Javier Santa Cruz-Editores

No conozco personalmente a los componentes de la Sala de lo Penal del Tribunal Supremo. Sé un poco de la trayectoria de Martínez Arrieta y algo más del juez Marchena. Hasta he leído su libro este verano recordando los principios del Derecho.

La decisión que tomen no menoscabará mi respeto hacia ellos, como tampoco hacia los que diverjan del criterio mayoritario si existe una minoría que considere necesario expresar un criterio diferente.

Sé que el Fiscal General del Estado tendría que haber dimitido por la dignidad y las obligaciones de su cargo. Sé que su comportamiento fue apasionado y militante a favor de un discurso político. Igualmente sé que el Fiscal General debe defender la Ley, dado que la verdad es sólo objetivo de teólogos, filósofos, sacerdotes o, en este caso, de periodistas y de la controversia que provoquen en los políticos y en la sociedad.

Sólo una pretenciosa superioridad ideológica puede hacer creer al Fiscal General que es un brillante héroe solitario en defensa de una verdad única, resplandeciente e indiscutible y no un humilde servidor de la Ley… Es la Ley y los derechos que reconoce a los ciudadanos lo que debe defender el Fiscal.
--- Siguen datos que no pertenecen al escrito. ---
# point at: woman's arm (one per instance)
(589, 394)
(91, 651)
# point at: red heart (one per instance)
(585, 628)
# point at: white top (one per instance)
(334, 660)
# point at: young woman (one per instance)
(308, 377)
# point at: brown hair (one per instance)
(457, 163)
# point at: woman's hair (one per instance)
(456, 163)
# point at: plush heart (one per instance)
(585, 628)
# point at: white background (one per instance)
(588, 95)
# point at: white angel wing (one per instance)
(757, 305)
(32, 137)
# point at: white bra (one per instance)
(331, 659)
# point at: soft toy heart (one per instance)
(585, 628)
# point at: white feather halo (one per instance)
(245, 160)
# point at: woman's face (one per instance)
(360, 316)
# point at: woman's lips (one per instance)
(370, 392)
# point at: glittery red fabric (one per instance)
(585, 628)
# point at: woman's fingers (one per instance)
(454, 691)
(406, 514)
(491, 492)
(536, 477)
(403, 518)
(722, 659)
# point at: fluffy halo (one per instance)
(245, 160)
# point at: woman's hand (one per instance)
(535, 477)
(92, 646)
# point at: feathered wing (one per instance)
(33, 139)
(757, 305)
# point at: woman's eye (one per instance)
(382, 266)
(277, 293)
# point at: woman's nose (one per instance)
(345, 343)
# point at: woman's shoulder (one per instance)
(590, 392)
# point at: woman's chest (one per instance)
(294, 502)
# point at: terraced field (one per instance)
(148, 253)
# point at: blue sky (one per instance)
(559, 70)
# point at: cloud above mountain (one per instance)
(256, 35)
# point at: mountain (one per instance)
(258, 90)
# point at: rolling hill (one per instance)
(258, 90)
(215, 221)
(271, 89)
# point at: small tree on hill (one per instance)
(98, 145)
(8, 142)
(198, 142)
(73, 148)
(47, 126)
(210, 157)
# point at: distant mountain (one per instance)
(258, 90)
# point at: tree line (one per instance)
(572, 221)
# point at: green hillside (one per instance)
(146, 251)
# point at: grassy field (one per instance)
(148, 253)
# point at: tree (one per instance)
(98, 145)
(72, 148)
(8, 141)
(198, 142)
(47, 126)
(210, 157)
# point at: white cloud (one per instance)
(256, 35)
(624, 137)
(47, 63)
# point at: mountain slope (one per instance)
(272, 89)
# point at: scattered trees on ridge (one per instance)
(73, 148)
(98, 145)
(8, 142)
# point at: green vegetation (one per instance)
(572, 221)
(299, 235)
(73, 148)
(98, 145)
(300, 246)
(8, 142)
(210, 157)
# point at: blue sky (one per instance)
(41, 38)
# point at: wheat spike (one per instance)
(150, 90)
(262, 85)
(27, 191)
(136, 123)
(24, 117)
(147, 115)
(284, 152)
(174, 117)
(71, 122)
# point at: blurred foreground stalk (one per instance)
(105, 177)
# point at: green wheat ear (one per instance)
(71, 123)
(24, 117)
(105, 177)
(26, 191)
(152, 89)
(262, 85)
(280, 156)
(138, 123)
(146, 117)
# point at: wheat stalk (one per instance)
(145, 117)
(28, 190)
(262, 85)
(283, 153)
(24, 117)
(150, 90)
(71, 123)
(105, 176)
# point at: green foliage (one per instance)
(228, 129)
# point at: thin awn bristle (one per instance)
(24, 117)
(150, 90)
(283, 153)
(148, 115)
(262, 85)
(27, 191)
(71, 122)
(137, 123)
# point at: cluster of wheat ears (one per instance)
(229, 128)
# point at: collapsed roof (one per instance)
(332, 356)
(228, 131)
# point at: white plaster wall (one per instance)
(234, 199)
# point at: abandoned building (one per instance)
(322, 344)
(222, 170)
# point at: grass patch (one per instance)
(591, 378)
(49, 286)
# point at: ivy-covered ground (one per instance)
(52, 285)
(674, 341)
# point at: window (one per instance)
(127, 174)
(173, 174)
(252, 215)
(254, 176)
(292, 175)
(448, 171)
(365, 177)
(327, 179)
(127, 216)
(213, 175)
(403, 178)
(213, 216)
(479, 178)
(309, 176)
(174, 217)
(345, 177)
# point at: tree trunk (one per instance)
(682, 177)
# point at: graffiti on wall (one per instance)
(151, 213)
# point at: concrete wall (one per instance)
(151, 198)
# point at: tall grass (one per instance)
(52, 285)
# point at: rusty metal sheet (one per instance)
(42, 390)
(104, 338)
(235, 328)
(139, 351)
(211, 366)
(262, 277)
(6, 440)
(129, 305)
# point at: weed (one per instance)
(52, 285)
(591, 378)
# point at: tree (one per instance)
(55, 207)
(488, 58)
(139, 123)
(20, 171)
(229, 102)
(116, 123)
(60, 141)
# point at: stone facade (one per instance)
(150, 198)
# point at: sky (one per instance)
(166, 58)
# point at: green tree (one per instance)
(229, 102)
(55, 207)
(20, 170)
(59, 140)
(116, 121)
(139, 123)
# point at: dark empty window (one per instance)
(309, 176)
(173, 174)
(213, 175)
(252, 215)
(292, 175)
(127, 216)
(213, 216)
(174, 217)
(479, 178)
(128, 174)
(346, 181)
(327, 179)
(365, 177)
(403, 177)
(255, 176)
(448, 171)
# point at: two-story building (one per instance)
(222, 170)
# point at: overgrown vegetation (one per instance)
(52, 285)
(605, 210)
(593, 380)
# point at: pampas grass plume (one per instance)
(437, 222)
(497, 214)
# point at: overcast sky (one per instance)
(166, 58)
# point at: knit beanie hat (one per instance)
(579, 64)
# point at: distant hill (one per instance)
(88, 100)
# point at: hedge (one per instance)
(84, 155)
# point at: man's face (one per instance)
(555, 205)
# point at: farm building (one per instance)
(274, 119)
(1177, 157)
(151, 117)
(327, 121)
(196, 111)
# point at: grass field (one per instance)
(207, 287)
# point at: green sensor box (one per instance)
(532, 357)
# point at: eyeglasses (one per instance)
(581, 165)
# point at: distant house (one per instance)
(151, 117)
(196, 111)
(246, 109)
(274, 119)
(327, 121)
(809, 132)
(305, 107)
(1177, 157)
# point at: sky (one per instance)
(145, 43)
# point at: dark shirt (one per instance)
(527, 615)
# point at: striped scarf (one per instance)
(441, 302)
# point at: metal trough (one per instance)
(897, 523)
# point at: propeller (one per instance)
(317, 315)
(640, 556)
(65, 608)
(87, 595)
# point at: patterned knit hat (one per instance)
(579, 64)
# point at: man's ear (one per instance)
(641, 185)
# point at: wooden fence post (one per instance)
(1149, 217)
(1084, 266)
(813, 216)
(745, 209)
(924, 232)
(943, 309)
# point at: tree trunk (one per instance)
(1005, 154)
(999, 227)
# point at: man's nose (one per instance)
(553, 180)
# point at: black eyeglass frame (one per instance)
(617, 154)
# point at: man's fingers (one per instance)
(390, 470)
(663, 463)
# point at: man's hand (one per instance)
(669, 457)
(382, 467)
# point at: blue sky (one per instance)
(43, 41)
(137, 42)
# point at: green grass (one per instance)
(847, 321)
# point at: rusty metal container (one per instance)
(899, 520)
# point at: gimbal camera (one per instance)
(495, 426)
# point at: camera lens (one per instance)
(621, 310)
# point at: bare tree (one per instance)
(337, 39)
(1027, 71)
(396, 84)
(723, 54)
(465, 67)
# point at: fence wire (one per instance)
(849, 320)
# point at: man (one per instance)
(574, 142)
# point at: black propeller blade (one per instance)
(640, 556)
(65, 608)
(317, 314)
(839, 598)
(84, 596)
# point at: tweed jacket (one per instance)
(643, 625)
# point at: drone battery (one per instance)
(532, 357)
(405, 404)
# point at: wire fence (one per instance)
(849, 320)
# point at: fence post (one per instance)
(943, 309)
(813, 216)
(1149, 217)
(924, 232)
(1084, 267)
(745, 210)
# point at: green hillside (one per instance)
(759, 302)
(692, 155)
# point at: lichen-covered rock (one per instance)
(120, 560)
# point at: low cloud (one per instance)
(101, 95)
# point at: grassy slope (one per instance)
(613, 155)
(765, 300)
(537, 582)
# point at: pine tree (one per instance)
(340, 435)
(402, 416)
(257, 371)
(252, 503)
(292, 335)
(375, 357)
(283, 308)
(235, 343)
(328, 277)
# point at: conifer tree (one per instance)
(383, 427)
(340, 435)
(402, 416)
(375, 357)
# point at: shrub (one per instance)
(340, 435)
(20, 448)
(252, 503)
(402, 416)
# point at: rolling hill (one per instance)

Todo lo demás no sé si está fuera de su capacidad, pero está fuera de su competencia.

De la misma forma pudimos ver como utilizó los privilegios que le presta la responsabilidad que desempeña, y de su prepotente modo de actuar al exhibir los distintivos de la Fiscalía General durante el proceso. Todos también hemos visto a responsables de defender al Estado cómo defendían a una persona y a sus subordinados actuar con ciega jerarquía en su defensa. Pero, sobre todo, tristemente hemos sabido que habrá que realizar cambios legislativos de calado si queremos volver a prestigiar tanto a la Fiscalía como a la abogacía del Estado.

Pero resuelvan como resuelvan los jueces del Supremo, seguirán contando, por la dificultad de su labor, de mi simpatía y apoyo, más cuando son tantos sus declarados enemigos.